In 2004, a young business executive named David Lenhardt attended an auction at Christie’s New York. Surrounded by art world veterans, the former PetSmart CEO remembers being intimidated when he placed his winning bid for a print of Andy Warhol’s Marilyn in Day-Glo pink. “When we won, they all looked at me and were like, ‘Wow, who’s this young kid?’ That was our introduction to the auction world. And it was a good one,” he said. Since then, Dawn and David Lenhardt have only acquired more art, moving from editioned works on paper to painting, sculpture, and more. The Warhol print, however, still hangs in their Phoenix home as a small but sentimental reminder of the collection’s origins.

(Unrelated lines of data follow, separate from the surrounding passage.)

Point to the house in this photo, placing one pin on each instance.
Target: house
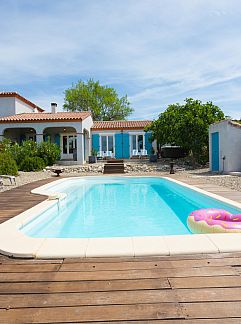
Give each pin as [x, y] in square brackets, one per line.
[20, 119]
[225, 146]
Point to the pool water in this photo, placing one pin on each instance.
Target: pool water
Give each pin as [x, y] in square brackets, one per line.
[120, 207]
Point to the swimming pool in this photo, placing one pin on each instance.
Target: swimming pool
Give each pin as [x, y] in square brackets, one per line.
[119, 207]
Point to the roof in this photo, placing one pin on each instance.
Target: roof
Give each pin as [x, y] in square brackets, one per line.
[16, 95]
[47, 117]
[120, 124]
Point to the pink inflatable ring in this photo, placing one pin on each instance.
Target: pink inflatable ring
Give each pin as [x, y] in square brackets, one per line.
[213, 220]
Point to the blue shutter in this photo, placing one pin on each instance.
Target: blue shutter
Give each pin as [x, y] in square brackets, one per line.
[57, 139]
[22, 138]
[215, 151]
[95, 142]
[148, 143]
[118, 146]
[126, 146]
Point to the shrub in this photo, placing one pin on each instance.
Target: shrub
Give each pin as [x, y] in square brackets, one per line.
[8, 165]
[20, 151]
[48, 152]
[30, 163]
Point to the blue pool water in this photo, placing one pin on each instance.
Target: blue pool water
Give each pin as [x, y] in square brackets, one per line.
[118, 206]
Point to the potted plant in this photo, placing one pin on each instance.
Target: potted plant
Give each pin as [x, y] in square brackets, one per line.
[93, 156]
[153, 156]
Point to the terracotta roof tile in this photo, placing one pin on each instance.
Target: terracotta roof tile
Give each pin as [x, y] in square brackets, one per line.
[18, 96]
[48, 117]
[121, 124]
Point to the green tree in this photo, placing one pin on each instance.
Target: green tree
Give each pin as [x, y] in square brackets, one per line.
[102, 101]
[187, 125]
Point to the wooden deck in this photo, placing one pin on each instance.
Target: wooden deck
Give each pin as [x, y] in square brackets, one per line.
[192, 289]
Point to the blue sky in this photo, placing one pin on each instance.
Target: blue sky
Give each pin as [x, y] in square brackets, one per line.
[157, 52]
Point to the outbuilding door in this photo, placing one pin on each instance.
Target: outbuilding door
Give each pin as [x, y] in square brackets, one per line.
[215, 151]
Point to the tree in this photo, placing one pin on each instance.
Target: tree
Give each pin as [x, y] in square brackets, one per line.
[102, 101]
[187, 125]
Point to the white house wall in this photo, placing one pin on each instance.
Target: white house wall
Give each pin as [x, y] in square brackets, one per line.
[229, 146]
[7, 106]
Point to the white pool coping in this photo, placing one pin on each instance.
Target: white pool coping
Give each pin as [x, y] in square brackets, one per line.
[14, 243]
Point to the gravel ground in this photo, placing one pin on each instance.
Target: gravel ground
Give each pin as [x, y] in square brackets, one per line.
[229, 181]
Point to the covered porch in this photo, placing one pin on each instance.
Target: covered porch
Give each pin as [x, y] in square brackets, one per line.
[73, 140]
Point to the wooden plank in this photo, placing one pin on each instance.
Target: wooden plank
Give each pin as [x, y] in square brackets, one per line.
[113, 275]
[212, 310]
[163, 264]
[203, 282]
[120, 298]
[7, 260]
[8, 268]
[155, 258]
[92, 313]
[82, 286]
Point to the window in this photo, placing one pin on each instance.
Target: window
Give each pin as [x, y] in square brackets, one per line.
[137, 142]
[107, 143]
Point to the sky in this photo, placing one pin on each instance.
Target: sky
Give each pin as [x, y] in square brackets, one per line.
[158, 52]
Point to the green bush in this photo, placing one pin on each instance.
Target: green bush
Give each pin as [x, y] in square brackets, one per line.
[32, 163]
[45, 152]
[48, 152]
[20, 151]
[8, 165]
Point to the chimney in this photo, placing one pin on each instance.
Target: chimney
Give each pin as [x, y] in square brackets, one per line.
[53, 107]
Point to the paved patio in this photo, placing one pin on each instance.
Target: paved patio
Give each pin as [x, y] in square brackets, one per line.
[192, 288]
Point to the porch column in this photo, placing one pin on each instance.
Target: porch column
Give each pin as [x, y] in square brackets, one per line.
[80, 148]
[39, 138]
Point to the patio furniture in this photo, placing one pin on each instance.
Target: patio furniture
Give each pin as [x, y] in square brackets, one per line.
[135, 153]
[143, 153]
[12, 179]
[57, 171]
[100, 154]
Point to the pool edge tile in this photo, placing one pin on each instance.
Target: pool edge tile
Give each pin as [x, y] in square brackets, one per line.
[110, 247]
[226, 242]
[150, 245]
[190, 244]
[62, 248]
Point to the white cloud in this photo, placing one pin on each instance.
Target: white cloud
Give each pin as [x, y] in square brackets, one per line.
[158, 52]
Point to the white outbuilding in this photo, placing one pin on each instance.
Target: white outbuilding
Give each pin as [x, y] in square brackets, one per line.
[225, 146]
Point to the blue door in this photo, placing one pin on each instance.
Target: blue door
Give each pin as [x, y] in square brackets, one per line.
[215, 151]
[122, 149]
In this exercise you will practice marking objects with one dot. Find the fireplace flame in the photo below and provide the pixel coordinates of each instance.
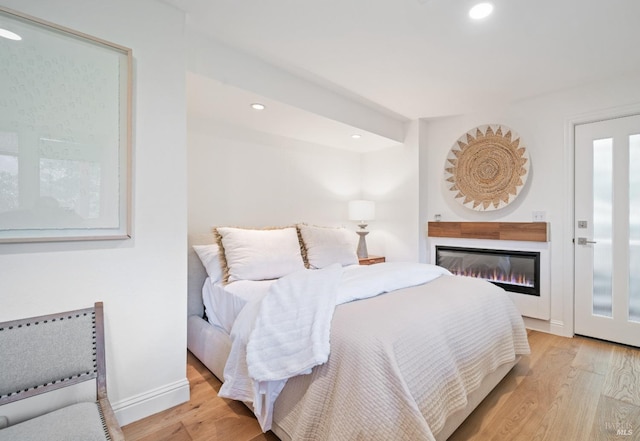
(496, 276)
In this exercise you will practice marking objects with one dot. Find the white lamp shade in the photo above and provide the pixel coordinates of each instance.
(362, 210)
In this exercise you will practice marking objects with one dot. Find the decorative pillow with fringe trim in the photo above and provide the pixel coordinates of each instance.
(258, 254)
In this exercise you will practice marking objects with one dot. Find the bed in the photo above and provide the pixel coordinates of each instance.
(393, 372)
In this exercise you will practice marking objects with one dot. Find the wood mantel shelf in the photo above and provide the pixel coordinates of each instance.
(524, 231)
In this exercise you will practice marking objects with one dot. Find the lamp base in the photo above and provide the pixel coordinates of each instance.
(362, 245)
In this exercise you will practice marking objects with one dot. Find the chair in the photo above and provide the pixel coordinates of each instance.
(50, 359)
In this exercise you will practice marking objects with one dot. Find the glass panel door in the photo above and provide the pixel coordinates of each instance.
(607, 230)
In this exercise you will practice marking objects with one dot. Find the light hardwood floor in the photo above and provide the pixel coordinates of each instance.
(568, 389)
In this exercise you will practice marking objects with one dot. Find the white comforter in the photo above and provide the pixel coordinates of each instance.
(287, 333)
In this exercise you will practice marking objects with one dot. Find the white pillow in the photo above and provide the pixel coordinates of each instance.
(326, 246)
(210, 257)
(260, 254)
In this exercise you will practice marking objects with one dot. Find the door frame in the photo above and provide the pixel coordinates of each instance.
(569, 228)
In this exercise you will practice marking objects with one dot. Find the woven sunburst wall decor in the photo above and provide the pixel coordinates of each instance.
(487, 168)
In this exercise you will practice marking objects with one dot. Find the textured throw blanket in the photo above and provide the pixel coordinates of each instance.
(287, 333)
(403, 362)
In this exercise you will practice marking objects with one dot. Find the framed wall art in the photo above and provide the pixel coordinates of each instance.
(65, 133)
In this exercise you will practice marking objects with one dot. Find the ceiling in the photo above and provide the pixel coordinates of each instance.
(426, 58)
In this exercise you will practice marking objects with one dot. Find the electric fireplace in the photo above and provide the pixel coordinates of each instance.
(515, 271)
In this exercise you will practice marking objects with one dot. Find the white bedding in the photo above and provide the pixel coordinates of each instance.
(223, 302)
(265, 353)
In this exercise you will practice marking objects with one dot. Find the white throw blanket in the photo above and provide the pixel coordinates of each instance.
(287, 332)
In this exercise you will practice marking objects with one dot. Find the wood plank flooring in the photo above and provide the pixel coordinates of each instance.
(576, 389)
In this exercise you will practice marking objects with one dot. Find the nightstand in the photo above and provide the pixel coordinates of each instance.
(371, 260)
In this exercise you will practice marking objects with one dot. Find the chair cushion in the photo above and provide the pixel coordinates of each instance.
(79, 422)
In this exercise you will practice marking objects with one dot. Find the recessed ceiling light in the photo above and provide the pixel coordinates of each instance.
(9, 35)
(480, 11)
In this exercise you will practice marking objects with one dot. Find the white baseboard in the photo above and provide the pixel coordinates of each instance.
(151, 402)
(556, 327)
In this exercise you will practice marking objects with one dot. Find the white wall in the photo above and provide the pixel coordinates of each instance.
(244, 178)
(390, 177)
(543, 124)
(142, 281)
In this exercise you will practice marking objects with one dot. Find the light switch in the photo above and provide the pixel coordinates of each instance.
(539, 216)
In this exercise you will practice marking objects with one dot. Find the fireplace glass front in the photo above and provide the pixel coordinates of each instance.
(515, 271)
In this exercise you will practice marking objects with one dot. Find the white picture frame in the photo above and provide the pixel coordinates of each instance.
(65, 133)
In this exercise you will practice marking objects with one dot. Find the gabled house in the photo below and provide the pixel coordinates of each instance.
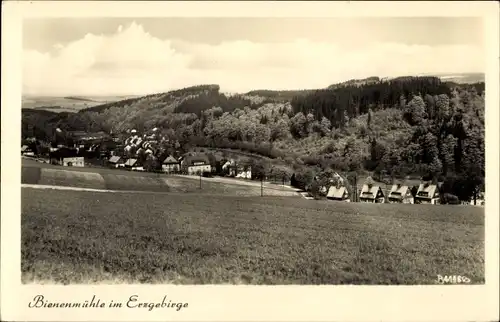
(479, 200)
(130, 163)
(244, 172)
(338, 193)
(400, 194)
(170, 164)
(115, 160)
(427, 193)
(196, 164)
(371, 194)
(230, 168)
(27, 151)
(66, 157)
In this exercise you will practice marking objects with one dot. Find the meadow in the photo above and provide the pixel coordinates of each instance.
(123, 180)
(68, 103)
(96, 237)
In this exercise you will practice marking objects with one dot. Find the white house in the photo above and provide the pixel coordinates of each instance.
(372, 194)
(338, 193)
(73, 162)
(400, 194)
(196, 164)
(170, 164)
(427, 193)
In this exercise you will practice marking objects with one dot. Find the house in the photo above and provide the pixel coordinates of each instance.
(479, 200)
(427, 193)
(196, 164)
(130, 163)
(400, 194)
(170, 164)
(114, 161)
(66, 157)
(244, 173)
(229, 167)
(372, 194)
(338, 193)
(27, 151)
(73, 162)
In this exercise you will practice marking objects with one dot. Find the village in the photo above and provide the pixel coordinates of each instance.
(146, 153)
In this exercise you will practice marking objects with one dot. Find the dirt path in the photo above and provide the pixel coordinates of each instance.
(266, 185)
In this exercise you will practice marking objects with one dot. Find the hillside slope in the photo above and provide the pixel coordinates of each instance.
(406, 125)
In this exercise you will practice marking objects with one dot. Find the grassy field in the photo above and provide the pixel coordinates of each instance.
(115, 179)
(68, 103)
(95, 237)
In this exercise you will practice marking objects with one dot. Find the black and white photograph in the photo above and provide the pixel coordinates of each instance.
(176, 158)
(253, 150)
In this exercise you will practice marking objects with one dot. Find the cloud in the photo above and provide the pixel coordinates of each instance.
(132, 61)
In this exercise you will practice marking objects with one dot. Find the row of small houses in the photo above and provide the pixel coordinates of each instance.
(426, 194)
(194, 164)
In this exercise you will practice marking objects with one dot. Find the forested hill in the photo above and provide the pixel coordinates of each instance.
(407, 125)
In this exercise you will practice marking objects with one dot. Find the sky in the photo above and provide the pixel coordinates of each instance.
(127, 56)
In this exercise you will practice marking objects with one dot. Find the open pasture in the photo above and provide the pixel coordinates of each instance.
(96, 237)
(116, 179)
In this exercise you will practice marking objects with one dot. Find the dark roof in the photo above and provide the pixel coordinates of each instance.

Now totaling around 60 pieces, the collection comprises mostly the work of living artists, allowing the two to learn more about the works by speaking directly to their creators. “I think one of the important things when you’re collecting is the story behind the art,” Lenhardt said. “Getting to know the artists just helps you with the story.” In the collectors’ dining room, Arcmanoro Niles’s 2018 Go Home to Nothing (Hoping for More), portraying people in a bar, none of whom look at each other, hangs opposite Eric Fischl’s 2018 Island of the Cyclops: The Early Years, which shows a young boy whose hand covers the top half of his face as he stands behind his mother, who smokes blithely in a swimming pool facing away from him. At the gallery opening where the painting first showed, David recalled Fischl telling them, “That boy up there? I’m convinced that boy doesn’t have an eye.” David continued, “This nugget that Eric gave me exploded the meaning of the painting and the way I look at it.” Together, the two pieces parallel each other in the “disconnectedness” of the subjects they depict.
David recently invited Niles to present a lecture at the Phoenix Art Museum, where he’s vice chair of the museum’s board. In 2017 the couple launched the Lenhardt Contemporary Art Initiative, which aimed to raise the profile of the museum’s contemporary art collection through a series of lectures and acquisitions. In 2021 the museum announced an expansion of the program, highlighting artists promoting discourse around race, gender, and other important social issues.
The Lenhardts also sit on committees at the Whitney Museum in New York: both are on the National Committee, and David is on the Paintings and Sculpture Committee. “The relationships we’ve developed through these groups have been very rewarding,” Lenhardt said. As collectors, he added, “you always have some art you’re thinking about, but it’s the journey and the friends that you make. It’s broadened who we are.”